Stephen Bett has renewed his criticism of changes in the guidelines for how offences are recorded following a sharp rise in reported violent crime in the county.
Last month, Mr Bett demanded answers from senior officers after figures revealed that the number of violent offences in Norfolk rose by 14 per cent in 2014.
At the time, police said the increase was partly caused by a greater focus on ensuring that crimes were recorded more consistently across the county.
But Mr Bett claimed the figure was misleading, because of the new requirement to class the sending of malicious text messages as violent offences.
And he says some of the cases that have been uncovered since he asked for a more detailed breakdown of the statistics from chief constable Simon Bailey in mid-May are “jaw-dropping.”
Examples highlighted by the commissioner’s office this week have included a case where a child who brushed a stinging nettle across another child’s arm as they played was classed as actual bodily harm.
The same classification was given to a case in which a woman threw a biscuit at a man, which left him with a small red mark.
In another incident, a report of a mother slapping a three-year-old child’s hand as they left a shop had to be recorded as an assault and shoplifting, after officers discovered the mother had acted after finding the child had taken a chocolate bar from a shop and hidden it.
The commissioner’s office also claims that recording malicious text messages or letters as violent crimes has added 183 offences to the statistic since April alone and could add more than 1,000 cases to the county’s total every year.
Mr Bett said he had struggled to believe what he was reading, adding: “You could not make this up – it’s jaw-dropping.
“I am sure people will find these examples of what the police are having to record as violent crime hard to believe to say the least.

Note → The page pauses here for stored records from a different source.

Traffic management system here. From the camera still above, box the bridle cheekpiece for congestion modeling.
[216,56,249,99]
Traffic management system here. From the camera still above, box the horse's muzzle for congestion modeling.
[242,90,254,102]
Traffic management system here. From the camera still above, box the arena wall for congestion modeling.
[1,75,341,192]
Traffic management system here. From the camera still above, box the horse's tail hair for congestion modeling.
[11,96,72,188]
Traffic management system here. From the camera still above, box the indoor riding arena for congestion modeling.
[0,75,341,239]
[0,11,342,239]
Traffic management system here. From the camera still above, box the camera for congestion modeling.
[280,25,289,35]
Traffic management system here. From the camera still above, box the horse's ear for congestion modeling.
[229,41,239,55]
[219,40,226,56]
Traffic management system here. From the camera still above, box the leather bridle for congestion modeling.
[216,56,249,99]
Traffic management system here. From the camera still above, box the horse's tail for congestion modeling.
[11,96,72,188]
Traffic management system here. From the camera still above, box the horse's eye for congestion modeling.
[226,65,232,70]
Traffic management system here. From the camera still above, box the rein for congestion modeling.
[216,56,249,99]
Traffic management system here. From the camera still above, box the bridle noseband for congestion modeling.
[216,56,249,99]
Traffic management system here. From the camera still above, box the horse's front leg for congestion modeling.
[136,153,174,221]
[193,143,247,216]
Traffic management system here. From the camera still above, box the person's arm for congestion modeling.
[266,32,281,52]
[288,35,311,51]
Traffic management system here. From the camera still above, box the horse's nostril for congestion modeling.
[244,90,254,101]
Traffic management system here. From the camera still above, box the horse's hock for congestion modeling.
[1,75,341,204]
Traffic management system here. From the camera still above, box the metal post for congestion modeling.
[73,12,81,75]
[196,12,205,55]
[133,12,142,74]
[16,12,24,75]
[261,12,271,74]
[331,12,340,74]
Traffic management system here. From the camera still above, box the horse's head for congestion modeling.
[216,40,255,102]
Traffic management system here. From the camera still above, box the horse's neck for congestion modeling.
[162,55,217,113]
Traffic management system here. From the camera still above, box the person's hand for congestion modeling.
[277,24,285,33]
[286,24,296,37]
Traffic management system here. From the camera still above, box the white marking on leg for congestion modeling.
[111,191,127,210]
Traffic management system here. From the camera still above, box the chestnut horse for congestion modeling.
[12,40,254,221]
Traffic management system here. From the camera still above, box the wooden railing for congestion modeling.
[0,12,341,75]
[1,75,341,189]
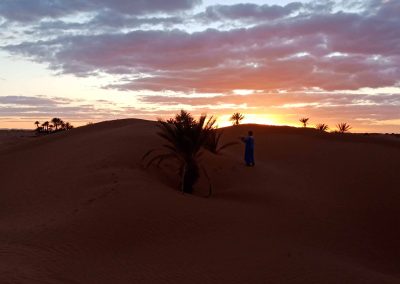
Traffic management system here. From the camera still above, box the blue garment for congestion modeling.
[243,136,255,166]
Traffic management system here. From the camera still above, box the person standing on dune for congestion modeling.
[240,131,255,167]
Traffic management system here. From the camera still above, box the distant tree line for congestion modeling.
[34,118,74,134]
[229,113,353,133]
[299,117,352,133]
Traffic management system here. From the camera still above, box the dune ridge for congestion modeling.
[0,119,399,283]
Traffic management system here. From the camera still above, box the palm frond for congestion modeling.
[200,165,212,197]
[316,123,329,131]
[336,122,352,133]
[229,112,245,125]
[145,153,178,168]
[142,149,158,162]
[217,141,239,152]
[299,117,309,127]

“Is it any wonder we have seen a rise in recorded violent crime in Norfolk if these types of incidents have to be logged?
“The last thing I want to do is to trivialise any incident where there is a victim, but I am struggling to see how someone being hit by a biscuit or brushed by a stinging nettle fits anyone’s idea of a violent crime.
“I think people will also be surprised that text messages are ‘violent’.
“There is a danger that when people see a raw headline that ‘violent crime is up in Norfolk’, the fear of crime could rise.
“That is why I feel it is important to highlight this issue and make people aware.”